Writing Dares: The 2013 Collection

Time to light a fire under your muse. Grab a cuppa and get ready to delve into a next volume of the Writing Dare Collection.

We’ve all been there: the scene is guttering like a candle in the wind and now the entire story threatens to fade away before your eyes. Your writing has lost the spark that kept it alive, kept it absorbing and dynamic and fresh. You need to return that spark to it if you want the story and your interest in it to survive. But how?

Allow me to introduce the writing dare. It courts conflict. It’s unexpected. It’s different. And it’s what’s going to rekindle your sputtering scene.
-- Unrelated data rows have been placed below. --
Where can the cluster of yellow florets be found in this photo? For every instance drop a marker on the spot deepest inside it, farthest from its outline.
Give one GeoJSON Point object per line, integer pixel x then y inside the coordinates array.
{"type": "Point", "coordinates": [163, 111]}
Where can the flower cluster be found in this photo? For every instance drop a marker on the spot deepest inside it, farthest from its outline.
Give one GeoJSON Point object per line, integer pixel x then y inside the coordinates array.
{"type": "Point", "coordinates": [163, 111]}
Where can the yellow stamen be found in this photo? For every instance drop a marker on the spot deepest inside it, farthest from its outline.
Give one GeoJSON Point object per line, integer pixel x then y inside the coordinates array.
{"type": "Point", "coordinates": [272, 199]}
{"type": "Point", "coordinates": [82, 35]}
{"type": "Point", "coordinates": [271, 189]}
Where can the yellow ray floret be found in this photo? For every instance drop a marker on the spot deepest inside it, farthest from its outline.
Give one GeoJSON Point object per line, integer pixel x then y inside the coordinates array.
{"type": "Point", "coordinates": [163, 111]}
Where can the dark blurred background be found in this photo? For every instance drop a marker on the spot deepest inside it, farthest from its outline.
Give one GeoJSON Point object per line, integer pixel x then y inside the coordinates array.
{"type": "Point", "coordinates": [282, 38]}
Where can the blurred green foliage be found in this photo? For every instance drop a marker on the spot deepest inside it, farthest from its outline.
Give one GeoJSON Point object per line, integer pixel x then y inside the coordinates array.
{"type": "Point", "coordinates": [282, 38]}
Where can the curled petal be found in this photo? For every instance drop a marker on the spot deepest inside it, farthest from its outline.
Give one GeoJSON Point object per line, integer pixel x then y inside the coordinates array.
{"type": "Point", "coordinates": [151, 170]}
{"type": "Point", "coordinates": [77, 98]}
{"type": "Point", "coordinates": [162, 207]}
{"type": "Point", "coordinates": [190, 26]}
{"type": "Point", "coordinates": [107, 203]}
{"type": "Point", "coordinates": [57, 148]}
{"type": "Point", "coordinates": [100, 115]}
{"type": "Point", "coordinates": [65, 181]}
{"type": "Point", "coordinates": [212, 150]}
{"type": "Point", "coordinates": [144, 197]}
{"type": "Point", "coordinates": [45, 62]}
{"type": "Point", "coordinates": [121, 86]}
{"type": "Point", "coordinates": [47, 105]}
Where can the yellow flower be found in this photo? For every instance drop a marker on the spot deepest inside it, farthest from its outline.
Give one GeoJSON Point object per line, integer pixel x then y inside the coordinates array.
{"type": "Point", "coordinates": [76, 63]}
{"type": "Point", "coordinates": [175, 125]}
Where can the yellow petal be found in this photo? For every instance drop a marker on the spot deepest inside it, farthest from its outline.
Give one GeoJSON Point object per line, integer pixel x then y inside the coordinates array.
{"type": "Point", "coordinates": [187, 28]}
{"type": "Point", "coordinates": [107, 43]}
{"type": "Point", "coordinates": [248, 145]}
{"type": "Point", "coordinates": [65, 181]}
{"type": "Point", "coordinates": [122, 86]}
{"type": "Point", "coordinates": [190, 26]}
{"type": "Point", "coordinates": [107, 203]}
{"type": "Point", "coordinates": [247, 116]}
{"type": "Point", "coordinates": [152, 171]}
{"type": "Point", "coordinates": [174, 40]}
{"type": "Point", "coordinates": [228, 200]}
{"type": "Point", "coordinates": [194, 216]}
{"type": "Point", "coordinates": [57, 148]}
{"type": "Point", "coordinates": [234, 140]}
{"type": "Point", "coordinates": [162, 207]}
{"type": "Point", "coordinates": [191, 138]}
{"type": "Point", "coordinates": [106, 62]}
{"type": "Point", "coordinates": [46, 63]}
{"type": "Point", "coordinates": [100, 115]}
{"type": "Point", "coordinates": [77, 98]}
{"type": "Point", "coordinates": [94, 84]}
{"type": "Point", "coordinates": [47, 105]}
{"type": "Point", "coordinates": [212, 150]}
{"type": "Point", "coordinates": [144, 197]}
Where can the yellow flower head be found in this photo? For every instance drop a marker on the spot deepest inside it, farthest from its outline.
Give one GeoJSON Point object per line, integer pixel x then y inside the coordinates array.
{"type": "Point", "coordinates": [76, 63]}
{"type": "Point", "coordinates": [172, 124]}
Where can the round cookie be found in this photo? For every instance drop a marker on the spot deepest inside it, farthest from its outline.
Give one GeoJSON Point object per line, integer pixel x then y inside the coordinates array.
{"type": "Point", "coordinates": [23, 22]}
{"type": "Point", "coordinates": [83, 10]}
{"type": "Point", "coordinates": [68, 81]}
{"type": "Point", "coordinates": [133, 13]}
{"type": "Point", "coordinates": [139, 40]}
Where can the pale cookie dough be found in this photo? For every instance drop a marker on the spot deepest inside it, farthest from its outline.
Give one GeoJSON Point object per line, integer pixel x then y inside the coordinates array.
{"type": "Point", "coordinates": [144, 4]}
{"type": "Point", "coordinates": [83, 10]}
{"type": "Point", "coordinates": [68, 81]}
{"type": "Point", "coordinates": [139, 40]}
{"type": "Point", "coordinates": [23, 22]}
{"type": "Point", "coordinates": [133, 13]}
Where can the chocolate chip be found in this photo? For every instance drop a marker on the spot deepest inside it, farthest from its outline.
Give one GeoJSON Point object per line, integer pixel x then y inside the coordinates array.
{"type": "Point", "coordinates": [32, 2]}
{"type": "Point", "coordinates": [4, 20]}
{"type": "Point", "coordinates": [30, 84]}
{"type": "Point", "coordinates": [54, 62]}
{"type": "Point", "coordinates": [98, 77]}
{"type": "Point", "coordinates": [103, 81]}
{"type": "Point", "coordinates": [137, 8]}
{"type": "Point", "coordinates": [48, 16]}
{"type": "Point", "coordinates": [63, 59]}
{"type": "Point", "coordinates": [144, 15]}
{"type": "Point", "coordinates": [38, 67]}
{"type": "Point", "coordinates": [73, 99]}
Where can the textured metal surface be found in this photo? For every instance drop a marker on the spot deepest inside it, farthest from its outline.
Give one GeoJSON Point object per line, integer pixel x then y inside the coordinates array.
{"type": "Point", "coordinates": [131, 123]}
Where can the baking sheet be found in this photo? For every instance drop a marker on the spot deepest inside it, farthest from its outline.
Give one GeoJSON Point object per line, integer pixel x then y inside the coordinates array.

What is a writing dare? It might be a line, a secret, a character, an animal, an event... The list goes on. Your challenge is to include as many or as few of them in your story as you want.

Interested? If so, then...

Writers, I dare you to...

Bring back someone your main character thought was long dead—and they have some bad news.

Turn up the intensity of the weather. If it’s raining, let it flood! If it’s sunny, let your characters fry!

Have your character return to a ransacked house.

Afflict your characters with some kind of malady—a cough, a cold, or something far more debilitating.

Have your character break something in the next scene (a nail, a vase, a nose... The list goes on).

Let some creepy-crawlies loose in your next scene.

Have your character adopt a stray animal.

Have your character eavesdrop on a damning conversation.

Hide a ticking time bomb in your next scene. Will your characters deactivate it or run from it? That is, if they find it in time...

Send a four-legged beast (horse, hippo, angry hamster, etc.) stampeding through your next scene.

Add a suspicious smell to your next scene. When your character investigates, they find something they never expected.

Have your character fall asleep at an inconvenient or life-threatening moment. Will they wake in time?

Send an assassin into your next scene!

Hide a body in somewhere in this chapter.

Rob a character of one of their senses, temporarily or permanently.

Have your character choke on something—their food, their drink, their words...

Have a character hallucinate.

Give a character a bad reaction to something they eat.

Meddle with your reader’s mind: introduce an unreliable narrator to your story.

Have your protagonist do something against their better judgement in the next scene.